Dr. Ana Espino is an associate professor in the Department of Microbiology, Laboratory of Molecular Parasitology and Immunology at the School of Medicine, University of Puerto Rico Medical Sciences Campus.
Dr. Espino earned her Ph.D. degree in Parasitology and Biochemestry from the Pedro Kouri Institute of Tropical Medicine in Havana, Cuba in 1997, where she also completed post-doctoral training in Molecular Biology and Immunology. She also has a post doctoral in Molecular Parasitology from the University of Puerto Rico Medical Sciences Campus.

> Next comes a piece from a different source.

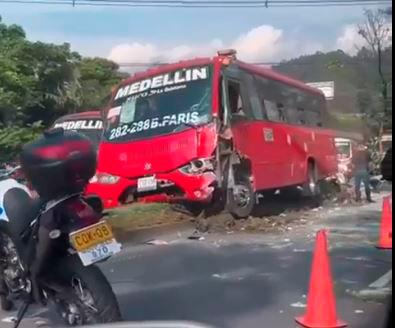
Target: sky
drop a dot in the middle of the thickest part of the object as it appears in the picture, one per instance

Dr. Espino’s field of interest is molecular and parasite immunology, Fascioliasis, caused by Fasciola hepatica, represents a recognized unsolved agricultural problem responsible for economic losses estimated in around US $3 billion per year to rural agricultural communities and commercial producers worldwide including the United States. Recent reports indicate that F. hepatica is also a major human pathogen and is increasingly recognized as a cause of significant human diseases, with 17 million people infected. Schistosomiasis, the second major parasitic disease in the world after malaria, is a chronic, debilitating and sometimes fatal disease affecting 200 and 300 million persons worldwide. Vaccines represent the most attractive long-term alternative to control fascioliasis and
Three projects are ongoing in Dr. Espino’s laboratory. They relate to the identification, purification and molecular characterization of Fasciola hepatica and Schistosoma mansoni antigens with immunoprophylactic potential; the role of the Toll-like receptors (TLRs) in the interaction with excretory secretory antigens of F. hepatica at early stage of infection, and the elucidation of the immune mechanism involved in the protection induced by two novel DNA vaccines against F. hepatica, as well as the assessment of the protection level conferred by these proteins in experimental models. Dr. Espino has filled two patent applications to the United States Patents and Trademarks Office. Dr. Espino’s research has been funded by the MBRS-SCORE Program from 2000-2004, an NIH-NIAID R21 grant from 2003-2006, and an RCMI Pilot Project from 2006-2009.